Predictive models also suggested that reducing the serving-size specification, for example, by 50% increased sales volume by an average of 4% in the yoghurt category.
“Notably, the effect held after controlling for a number of additional influences, such as price, competitor price, time-dependence, objective healthiness, as well as different types of unobserved heterogeneity,” said the study.
“The findings reveal that consumers may be misled by the nutrition label information.”
The findings match those of a previous study that also took place in a ‘real world’ setting that noticed consumers purchased more when the serving-size specification was particularly small.
Indulgent food effect
The other finding of note was the prevalence of this effect in healthier product categories. Sales volume did not change significantly in the cookies category but did for the yoghurt category.
The researchers believed this effect was down to consumer behaviour as less attention is paid to nutrition labels when consumers chose indulgent food, where consumers are known to be less susceptible to reduced serving-size specifications.
They also theorised that consumers may have paid attention to the nutrition information, but reacted differently than in the healthier yoghurt category.

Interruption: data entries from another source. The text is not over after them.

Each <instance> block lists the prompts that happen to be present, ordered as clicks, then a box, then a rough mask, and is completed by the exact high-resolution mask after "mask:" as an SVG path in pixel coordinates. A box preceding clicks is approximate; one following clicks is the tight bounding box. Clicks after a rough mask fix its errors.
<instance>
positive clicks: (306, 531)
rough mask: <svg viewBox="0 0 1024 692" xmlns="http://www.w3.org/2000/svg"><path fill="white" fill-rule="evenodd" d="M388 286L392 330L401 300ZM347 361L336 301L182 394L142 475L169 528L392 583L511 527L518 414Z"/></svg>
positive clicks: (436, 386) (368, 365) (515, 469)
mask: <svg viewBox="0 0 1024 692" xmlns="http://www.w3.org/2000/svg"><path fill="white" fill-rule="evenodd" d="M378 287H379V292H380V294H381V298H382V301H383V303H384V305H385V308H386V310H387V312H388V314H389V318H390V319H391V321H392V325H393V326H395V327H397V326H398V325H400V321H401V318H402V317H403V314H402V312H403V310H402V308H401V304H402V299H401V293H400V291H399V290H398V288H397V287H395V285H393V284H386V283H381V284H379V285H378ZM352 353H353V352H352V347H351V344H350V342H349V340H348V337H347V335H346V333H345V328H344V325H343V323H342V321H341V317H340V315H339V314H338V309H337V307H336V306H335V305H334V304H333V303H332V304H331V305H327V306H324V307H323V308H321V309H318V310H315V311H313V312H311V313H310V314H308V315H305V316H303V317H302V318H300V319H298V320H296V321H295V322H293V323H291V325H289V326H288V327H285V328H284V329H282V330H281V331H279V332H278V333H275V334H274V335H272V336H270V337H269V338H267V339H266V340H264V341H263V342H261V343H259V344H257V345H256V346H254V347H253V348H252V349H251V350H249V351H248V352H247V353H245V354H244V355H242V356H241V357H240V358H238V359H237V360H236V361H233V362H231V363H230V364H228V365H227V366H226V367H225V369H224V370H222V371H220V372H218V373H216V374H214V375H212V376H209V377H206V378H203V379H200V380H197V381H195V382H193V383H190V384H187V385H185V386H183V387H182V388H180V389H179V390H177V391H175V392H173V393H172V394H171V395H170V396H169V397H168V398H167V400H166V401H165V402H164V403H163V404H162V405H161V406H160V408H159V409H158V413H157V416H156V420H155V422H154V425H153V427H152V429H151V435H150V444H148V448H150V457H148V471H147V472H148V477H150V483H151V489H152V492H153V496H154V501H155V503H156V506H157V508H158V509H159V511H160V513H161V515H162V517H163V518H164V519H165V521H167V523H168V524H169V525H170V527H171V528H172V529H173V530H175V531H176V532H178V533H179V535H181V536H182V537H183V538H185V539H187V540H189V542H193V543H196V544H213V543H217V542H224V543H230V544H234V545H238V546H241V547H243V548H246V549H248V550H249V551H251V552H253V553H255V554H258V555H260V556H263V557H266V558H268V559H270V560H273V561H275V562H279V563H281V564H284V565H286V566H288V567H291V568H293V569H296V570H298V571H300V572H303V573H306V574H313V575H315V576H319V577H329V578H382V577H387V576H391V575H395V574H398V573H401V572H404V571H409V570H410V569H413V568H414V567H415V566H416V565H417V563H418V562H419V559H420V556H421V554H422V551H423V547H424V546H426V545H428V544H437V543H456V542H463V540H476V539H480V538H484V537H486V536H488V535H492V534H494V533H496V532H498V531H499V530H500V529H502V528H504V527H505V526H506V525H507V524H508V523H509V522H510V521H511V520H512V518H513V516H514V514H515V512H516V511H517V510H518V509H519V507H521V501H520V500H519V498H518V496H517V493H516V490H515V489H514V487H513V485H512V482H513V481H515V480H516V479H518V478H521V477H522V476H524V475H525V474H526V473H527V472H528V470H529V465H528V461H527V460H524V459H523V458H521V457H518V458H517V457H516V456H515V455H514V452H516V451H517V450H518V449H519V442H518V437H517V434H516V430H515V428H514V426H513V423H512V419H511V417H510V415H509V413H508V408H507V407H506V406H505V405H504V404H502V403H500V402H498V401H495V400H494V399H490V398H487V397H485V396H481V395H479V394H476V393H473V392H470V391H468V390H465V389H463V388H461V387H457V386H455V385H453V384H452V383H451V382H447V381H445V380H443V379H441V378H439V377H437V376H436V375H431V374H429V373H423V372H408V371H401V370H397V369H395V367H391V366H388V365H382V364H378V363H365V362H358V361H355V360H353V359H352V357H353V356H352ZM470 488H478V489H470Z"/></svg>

“When cookies are consumed for indulgence, where consumers seek taste rather than healthiness, cookies with more unhealthy nutrients are preferred,” the authors noted, referring to two studies as additional evidence. (1,2)
“This conjecture is supported by the near significant positive effect of unhealthier purchases in terms of calories per 100 g after label introduction. We emphasise that these aspects deserve attention in future research.”
The researchers concluded the study by recommending a series of binding rules that prevent overeating encouraged by lower recommended serving sizes on nutrition labels.
Here, standardisation for serving-size specifications on (voluntary) nutrition labels to increase the comparability of food products would be mandatory and enforced.
A current example is the UK’s Food Standards Authority’s (FSA) traffic-light-signpost label, which specifies nutrition amounts on a 100-g basis and provides colour coding in green, amber, or red to indicate low, medium, and high values according to standardised thresholds.
Source: Journal of the Association for Consumer Research 2016; 1(1), 104-114.
Published online ahead of print, DOI: 10.1086/684286
“Seduced by the Label: How the Recommended Serving Size on Nutrition Labels Affects Food Sales.”